Namun, seiring perkembangan zaman, praktik tersebut sudah jarang dilakukan. Sebagian besar masyarakat Tolaki modern menilai tradisi itu tidak lagi sejalan dengan nilai-nilai sosial, hukum, dan kesetaraan gender masa kini.
“Adat Tolaki pada dasarnya menekankan penyelesaian damai agar tidak timbul kekerasan atau balas dendam. Tapi sekarang, sebagian masyarakat menilai praktik seperti itu tidak relevan lagi,” ujar seorang warga Tolaki yang tak ingin disebut namanya.
Warganet debat soal nilai budaya vs modernitas
Setelah video tersebut beredar luas, kolom komentar di berbagai media sosial dipenuhi perdebatan. Sebagian warganet menilai tindakan sang suami adalah bentuk ketegaran luar biasa karena mampu menyelesaikan masalah dengan kepala dingin tanpa kekerasan.
Namun tak sedikit pula yang menilai hal itu sebagai bentuk penindasan terhadap perempuan dan bertentangan dengan prinsip kesetaraan gender di era modern.
Banyak yang berpendapat bahwa persoalan rumah tangga seharusnya diselesaikan melalui jalur hukum atau mediasi profesional, bukan lewat prosesi adat yang mempermalukan salah satu pihak di depan umum.
Meskipun begitu, sebagian masyarakat adat Tolaki tetap memandang prosesi semacam ini sebagai bagian dari warisan budaya yang menekankan kedamaian. Mereka berpendapat bahwa tradisi tersebut seharusnya tidak dilihat semata dari kacamata modern, melainkan sebagai simbol penyelesaian konflik tanpa kekerasan.
Warisan budaya yang memicu kontroversi
Fenomena viral ini kembali membuka diskusi publik tentang batas antara pelestarian budaya lokal dan penyesuaian dengan nilai-nilai modern.
Di satu sisi, tradisi adat Tolaki dipandang sebagai warisan penyelesaian damai tanpa kekerasan.
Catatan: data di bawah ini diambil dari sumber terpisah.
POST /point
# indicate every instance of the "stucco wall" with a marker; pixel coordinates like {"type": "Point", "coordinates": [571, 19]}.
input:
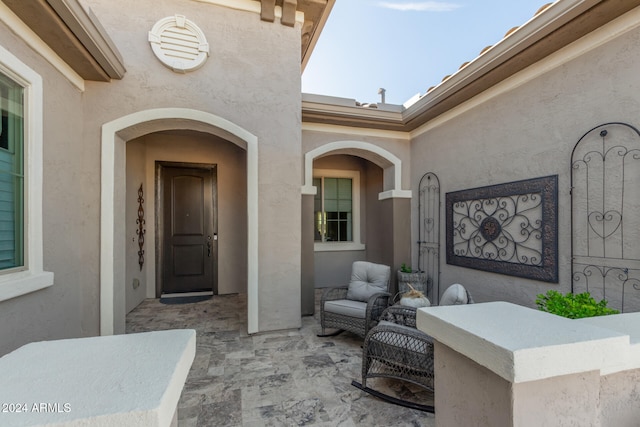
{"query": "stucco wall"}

Namun di sisi lain, praktik menyerahkan istri di depan umum dianggap merendahkan martabat perempuan dan tidak sesuai dengan prinsip hukum Indonesia.
Video yang awalnya diunggah oleh warga lokal kini sudah menyebar ke berbagai platform, termasuk TikTok dan Facebook, dengan ribuan komentar dan reaksi.
Hingga kini, belum ada keterangan resmi dari tokoh adat atau pemerintah setempat terkait keaslian dan konteks penuh dari peristiwa tersebut.